If you don't have access to a hackamore bit you can make a simple tie down bosal...if your horse is well trained (or snap a couple lead lines to the side rings of a halter). 

A simple strip of leather runs from one side of the bosal over the head behind the ears and down to the other side of the bosal, they both attach to the sides of the bosal so they do not slip up or down. When it is on the horse, they lay about an inch below the eye and flat to the face. The bosal is typically a heavy piece of rawhide, leather, or something similar that goes over the muzzle, above the soft portion of the nose and meets underneath to form a large knot. You can use a simple macate rope, cotton rope, or any other type of soft pliable rope for the reins and tie both ends to the bottom of the bosal, so the bosal knot keeps them in place. Throw it over the head and you have a set of what would be called  "barrel racer reins" This keeps them from falling to the ground if you accidentally let go of them. 
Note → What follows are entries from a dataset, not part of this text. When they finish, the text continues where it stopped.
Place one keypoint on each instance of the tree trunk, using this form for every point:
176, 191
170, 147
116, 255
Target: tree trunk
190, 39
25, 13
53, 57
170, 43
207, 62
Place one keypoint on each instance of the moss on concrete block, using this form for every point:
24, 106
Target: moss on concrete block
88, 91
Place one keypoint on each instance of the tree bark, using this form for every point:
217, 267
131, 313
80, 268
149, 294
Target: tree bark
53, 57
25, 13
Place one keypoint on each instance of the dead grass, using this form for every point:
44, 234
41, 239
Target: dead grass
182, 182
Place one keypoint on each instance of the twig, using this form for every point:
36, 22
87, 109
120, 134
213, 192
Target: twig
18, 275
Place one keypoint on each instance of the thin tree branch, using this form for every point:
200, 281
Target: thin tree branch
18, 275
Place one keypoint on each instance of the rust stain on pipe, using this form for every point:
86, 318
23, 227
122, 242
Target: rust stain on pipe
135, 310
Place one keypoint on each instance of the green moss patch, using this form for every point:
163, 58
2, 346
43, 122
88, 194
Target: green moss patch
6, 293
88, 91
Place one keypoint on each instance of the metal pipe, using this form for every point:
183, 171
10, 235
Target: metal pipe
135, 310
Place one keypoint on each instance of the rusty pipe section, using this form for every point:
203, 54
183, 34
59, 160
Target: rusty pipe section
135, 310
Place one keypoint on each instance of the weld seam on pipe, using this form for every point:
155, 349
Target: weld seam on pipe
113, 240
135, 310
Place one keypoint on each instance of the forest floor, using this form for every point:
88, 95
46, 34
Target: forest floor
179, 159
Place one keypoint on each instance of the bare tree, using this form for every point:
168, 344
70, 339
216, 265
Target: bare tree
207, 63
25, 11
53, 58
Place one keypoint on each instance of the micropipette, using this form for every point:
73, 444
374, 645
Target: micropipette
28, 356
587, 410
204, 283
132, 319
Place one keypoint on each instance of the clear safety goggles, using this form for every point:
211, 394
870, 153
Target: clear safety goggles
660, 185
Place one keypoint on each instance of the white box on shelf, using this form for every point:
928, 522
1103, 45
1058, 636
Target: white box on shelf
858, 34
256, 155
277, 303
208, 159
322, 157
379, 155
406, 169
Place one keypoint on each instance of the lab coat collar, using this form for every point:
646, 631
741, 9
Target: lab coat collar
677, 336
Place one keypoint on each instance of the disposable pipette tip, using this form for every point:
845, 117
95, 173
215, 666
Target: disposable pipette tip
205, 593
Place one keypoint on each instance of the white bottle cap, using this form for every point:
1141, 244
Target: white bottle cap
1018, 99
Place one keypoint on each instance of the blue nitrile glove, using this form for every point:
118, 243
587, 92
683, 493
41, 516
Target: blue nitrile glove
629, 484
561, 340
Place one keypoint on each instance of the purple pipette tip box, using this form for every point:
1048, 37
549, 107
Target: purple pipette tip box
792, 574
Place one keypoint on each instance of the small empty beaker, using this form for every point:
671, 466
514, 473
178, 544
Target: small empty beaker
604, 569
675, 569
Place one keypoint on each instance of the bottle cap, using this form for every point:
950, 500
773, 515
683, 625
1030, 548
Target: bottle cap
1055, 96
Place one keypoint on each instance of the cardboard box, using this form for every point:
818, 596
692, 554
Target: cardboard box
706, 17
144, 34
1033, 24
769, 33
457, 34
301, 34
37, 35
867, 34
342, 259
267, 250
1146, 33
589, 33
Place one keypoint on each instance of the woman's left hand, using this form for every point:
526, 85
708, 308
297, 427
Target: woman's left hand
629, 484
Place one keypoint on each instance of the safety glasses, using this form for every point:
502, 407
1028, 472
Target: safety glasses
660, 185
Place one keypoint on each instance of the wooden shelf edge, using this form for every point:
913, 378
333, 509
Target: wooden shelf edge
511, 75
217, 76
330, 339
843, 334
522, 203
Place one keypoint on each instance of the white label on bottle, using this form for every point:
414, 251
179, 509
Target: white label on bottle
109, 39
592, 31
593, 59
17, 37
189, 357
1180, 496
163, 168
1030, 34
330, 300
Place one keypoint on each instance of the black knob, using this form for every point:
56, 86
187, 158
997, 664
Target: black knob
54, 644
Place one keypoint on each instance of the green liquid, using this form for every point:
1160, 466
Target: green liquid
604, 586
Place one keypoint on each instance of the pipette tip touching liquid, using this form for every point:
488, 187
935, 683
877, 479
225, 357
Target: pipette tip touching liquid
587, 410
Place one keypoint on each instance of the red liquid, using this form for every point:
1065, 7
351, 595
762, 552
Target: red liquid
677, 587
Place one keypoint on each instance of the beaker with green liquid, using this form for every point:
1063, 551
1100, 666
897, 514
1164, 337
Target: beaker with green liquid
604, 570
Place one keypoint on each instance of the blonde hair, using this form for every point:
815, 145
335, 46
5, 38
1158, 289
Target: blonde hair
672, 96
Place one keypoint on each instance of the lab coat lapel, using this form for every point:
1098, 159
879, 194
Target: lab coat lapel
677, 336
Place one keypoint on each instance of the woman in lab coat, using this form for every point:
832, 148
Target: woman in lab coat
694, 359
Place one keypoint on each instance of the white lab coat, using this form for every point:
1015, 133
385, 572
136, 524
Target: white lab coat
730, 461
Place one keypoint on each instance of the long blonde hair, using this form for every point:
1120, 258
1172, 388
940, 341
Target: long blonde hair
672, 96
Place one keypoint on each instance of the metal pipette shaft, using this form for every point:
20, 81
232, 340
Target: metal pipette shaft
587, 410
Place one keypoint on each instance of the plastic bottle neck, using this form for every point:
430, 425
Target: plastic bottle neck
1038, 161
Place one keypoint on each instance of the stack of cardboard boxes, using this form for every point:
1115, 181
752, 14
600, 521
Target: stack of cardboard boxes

I have had horses this works very well with, even improvised with a mare one time and ripped the sleeve of a flannel shirt up into braided strips to make one and used a strip from a vine for reins. But then, I had been riding and using her for about 12 years (I have been riding and training horses for about 36 years). A tie down Bosal is usually used to keep a horse from throwing its head up and is attached between the front legs to the girth, but in a pinch and with a WELL TRAINED HORSE$, it can be used for a bridle. Just make sure the rider is VERY VERY experienced and the horse is well known and well trained...I have had horses all my life and always remember to BE PREPARED!!! They are a flee animal and even the best trained "bombproof" horse will spook or blow up unexpectedly. This type of head gear gives very little if any control...depending on the animal and the situation.

----------


## jcullen24

Head Harness, colts are trained this way in a round pen. 

http://www.culturedcowboy.com/saddle...iningEquip.htm

I know people that used head harnesses on mules.

----------


## equus

If you don't mind me asking what kind of bit was he started in?  I train my own horses and break mine out to ride.  I use a hackamore but when I introduce a bit it is a broken snaffle especially for young horses.  I also use a sidepull which I love.  I have started my 2 year old filly in it and she is doing great.

----------


## crashdive123

Well hey howdy young lady.  How you been?

----------


## BENESSE

> *If you don't mind me asking what kind of bit was he started in*?  I train my own horses and break mine out to ride.  I use a hackamore but when I introduce a bit it is a broken snaffle especially for young horses.  I also use a sidepull which I love.  I have started my 2 year old filly in it and she is doing great.


I really don't know and my friend isn't sure. She figured if she took the horse to a professional trainer right from the start she'd be doing the right thing. I don't know much about training horses but I can't imagine hurting them and making them bleed is OK in anyone's book.

----------


## Wildthang

I dont trust horses, so I'll just stick with my 200 mph sportsbike! The only horse I have ever rode wanted to run as fast as he could and didn't care where I wanted to go, and he found every low hanging limb in the countryside to run under :Scared:

----------


## crashdive123

That's what happens when you let the two girlfriends train the horse. :Whistling:

----------


## Wildthang

> That's what happens when you let the two girlfriends train the horse.


 Well Crash that actually happened before I met the girls. It was a freinds horse and he said he was a very gentle horse and was well mannered. I think he actually gave me the craziest horse he had just to see if I could stay on him. I did stay on the horse but only after he almost killed me a couple of times! The son of a gun was even trying to bite me when I finally got off of him! :Scared:

----------